- City: Billings, Montana
- League: North American Hockey League
- Division: Mountain
- Founded: 2026
- Home arena: Signal Peak Energy Arena
- Colors: Green, red, black, and cream

Franchise history
- 2026–present: Billings Cattle Punchers

= Billings Cattle Punchers =

The Billings Cattle Punchers are a Tier II junior ice hockey team in the North American Hockey League's (NAHL) Mountain Division, and set to begin play for the 2026-27 season. The Cattle Punchers will play their home games at Signal Peak Energy Arena in Billings, Montana.

==History==
On April 16, 2026, the Cattle Punchers name, colors, logo, and brand were unveiled, nearly six months after the creation of a new Junior hockey team was announced in Billings. It was originally announced that the team would debut in the Tier III United States Premier Hockey League’s National Collegiate Development Conference (NCDC).

On June 12, 2026, it was announced that the Cattle Punchers would forego the NCDC and instead join the Tier II North American Hockey League for the 2026-27 season as one of five charter teams in the NAHL’s newly created Mountain Division.

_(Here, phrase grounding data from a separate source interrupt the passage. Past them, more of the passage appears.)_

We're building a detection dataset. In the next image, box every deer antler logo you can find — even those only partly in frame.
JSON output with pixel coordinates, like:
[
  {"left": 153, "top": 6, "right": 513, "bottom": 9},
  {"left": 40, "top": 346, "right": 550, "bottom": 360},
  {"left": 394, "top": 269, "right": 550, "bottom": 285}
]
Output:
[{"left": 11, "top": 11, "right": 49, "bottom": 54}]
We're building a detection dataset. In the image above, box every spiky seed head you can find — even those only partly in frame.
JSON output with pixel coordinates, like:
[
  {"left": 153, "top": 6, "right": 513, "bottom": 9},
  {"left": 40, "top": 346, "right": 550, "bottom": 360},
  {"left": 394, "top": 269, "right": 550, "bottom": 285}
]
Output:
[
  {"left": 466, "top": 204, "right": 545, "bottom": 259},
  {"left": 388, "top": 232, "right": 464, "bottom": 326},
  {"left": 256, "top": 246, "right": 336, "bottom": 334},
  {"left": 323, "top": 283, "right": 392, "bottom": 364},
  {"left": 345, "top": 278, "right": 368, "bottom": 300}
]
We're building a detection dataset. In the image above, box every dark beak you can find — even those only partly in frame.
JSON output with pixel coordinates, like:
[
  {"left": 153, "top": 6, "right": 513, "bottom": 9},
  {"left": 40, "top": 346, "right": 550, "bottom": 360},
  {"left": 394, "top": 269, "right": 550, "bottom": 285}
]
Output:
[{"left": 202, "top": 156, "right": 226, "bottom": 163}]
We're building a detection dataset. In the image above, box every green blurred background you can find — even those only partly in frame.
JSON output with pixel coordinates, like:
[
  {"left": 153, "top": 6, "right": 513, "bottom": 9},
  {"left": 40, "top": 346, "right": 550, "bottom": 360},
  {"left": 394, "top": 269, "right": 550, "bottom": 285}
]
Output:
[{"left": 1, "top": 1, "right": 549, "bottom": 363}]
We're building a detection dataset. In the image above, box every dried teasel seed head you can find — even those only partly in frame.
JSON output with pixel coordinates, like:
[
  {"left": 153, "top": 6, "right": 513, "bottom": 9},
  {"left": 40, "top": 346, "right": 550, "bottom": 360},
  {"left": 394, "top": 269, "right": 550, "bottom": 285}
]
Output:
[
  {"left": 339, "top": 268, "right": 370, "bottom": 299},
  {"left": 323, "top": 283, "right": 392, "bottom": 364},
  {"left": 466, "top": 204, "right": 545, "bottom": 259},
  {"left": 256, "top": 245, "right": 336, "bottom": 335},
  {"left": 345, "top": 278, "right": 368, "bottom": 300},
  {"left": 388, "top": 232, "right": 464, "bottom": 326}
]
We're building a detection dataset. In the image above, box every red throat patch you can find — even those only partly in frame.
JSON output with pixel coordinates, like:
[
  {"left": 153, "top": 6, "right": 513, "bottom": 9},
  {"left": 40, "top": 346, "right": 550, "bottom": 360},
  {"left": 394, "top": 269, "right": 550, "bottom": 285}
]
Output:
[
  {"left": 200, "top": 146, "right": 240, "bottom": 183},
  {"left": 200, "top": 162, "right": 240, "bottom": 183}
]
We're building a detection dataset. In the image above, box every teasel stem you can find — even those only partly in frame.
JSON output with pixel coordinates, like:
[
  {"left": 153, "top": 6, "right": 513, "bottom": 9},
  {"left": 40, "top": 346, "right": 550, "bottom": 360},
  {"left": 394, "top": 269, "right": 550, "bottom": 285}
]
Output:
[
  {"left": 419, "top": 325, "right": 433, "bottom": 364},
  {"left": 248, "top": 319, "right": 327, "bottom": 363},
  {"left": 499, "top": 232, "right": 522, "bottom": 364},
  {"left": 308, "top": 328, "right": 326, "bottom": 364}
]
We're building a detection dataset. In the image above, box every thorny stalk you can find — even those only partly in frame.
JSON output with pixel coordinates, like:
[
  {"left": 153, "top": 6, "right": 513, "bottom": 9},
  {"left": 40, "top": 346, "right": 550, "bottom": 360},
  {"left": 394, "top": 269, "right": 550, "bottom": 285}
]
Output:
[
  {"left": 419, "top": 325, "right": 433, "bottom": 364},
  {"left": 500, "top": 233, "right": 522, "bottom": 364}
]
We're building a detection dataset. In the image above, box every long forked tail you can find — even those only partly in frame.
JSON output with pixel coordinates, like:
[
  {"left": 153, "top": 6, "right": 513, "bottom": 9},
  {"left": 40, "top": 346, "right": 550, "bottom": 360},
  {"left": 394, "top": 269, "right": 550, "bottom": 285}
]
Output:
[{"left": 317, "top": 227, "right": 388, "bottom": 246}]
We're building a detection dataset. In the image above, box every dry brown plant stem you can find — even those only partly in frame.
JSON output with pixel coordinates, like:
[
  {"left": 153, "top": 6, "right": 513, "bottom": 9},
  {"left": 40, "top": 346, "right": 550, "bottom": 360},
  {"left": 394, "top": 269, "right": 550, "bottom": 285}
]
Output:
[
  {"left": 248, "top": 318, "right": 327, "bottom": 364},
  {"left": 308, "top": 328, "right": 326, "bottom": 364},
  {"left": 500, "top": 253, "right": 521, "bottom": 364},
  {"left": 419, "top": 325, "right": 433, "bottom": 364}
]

The team will begin play in the 2026-27 season at the brand new Signal Peak Energy Arena, which has a capacity of 1,200 fixed-back seats, along with table-top and drink rail areas overlooking the ends of the ice, corporate suites, dedicated ADA compliant seating areas, and standing room-only (general admission) that together can accommodate an additional 800 spectators for a total capacity of 2,000.

The Cattle Punchers are the first junior ice hockey team to call Billings home since the Billings Bulls folded in 2017.